Revisiting Elon’s pinned tweet, with the rumors of Tesla taking a stake in LG, this is making more sense.

When Tesla got the DBE working, GF1 will become sunk cost for Panasonic(actually all current cell production lines will, not only Pana).

Seems Panasonic is hesitant to move forward with Tesla, and eat the costs(because they have purchasing agreements in hand), so Tesla is turning to LG to license them the Tesla tabless cell and DBE tech.

So the plan could be:
  1. Ramp up cell lines in one of the new GFs and once capacity passes GF1 output, switch over all products to use new cells over night.
  2. Sell GF1(To Tesla it’s mainly the purchase agreements) to someone else who desperately need cells, no matter how much it costs.
Or, it simply means new factories will be called TeraFactories instead of Giga.:D

More likely - Tesla can gobble up and use any and all cells they can get their hands a hold of. Owning part of LG gives them priority over other clients.
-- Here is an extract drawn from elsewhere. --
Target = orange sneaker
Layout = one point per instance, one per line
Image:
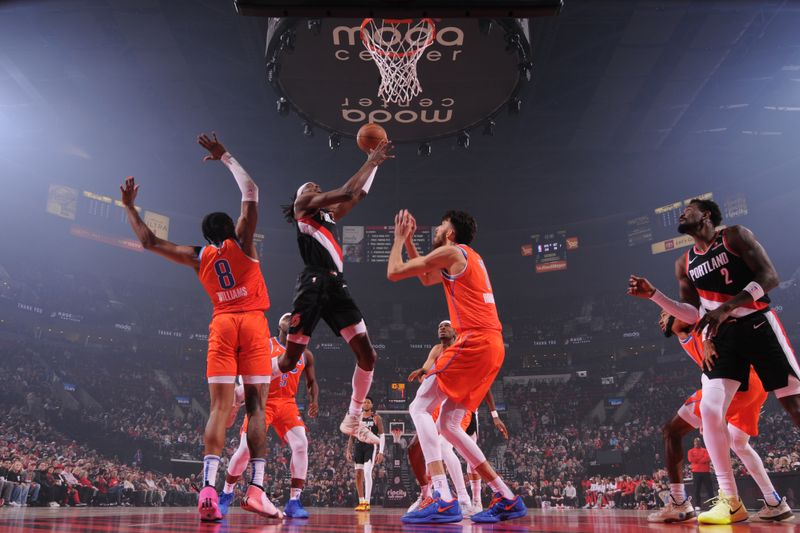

They will also keep the agreements with Panasonic, for the same reason - they can use every last cell they can get their hands on.
 
Cutting close but made it to quarter end. Renton WA center is completely full of new cars, double parked, triple parked, just piles of new Testas. Mostly M3s, they had only one other blue Y on the lot. They told me all this goodness is gonna be gone by end of the month. And it's not a small lot there. Amazing, just think how much time and personnel would it take for a traditional dealership to move this much inventory in such a short period of time. I'd say at least 3x if not 5x.

Investment advice: buy high. As in, buy your tesla when the stock is high.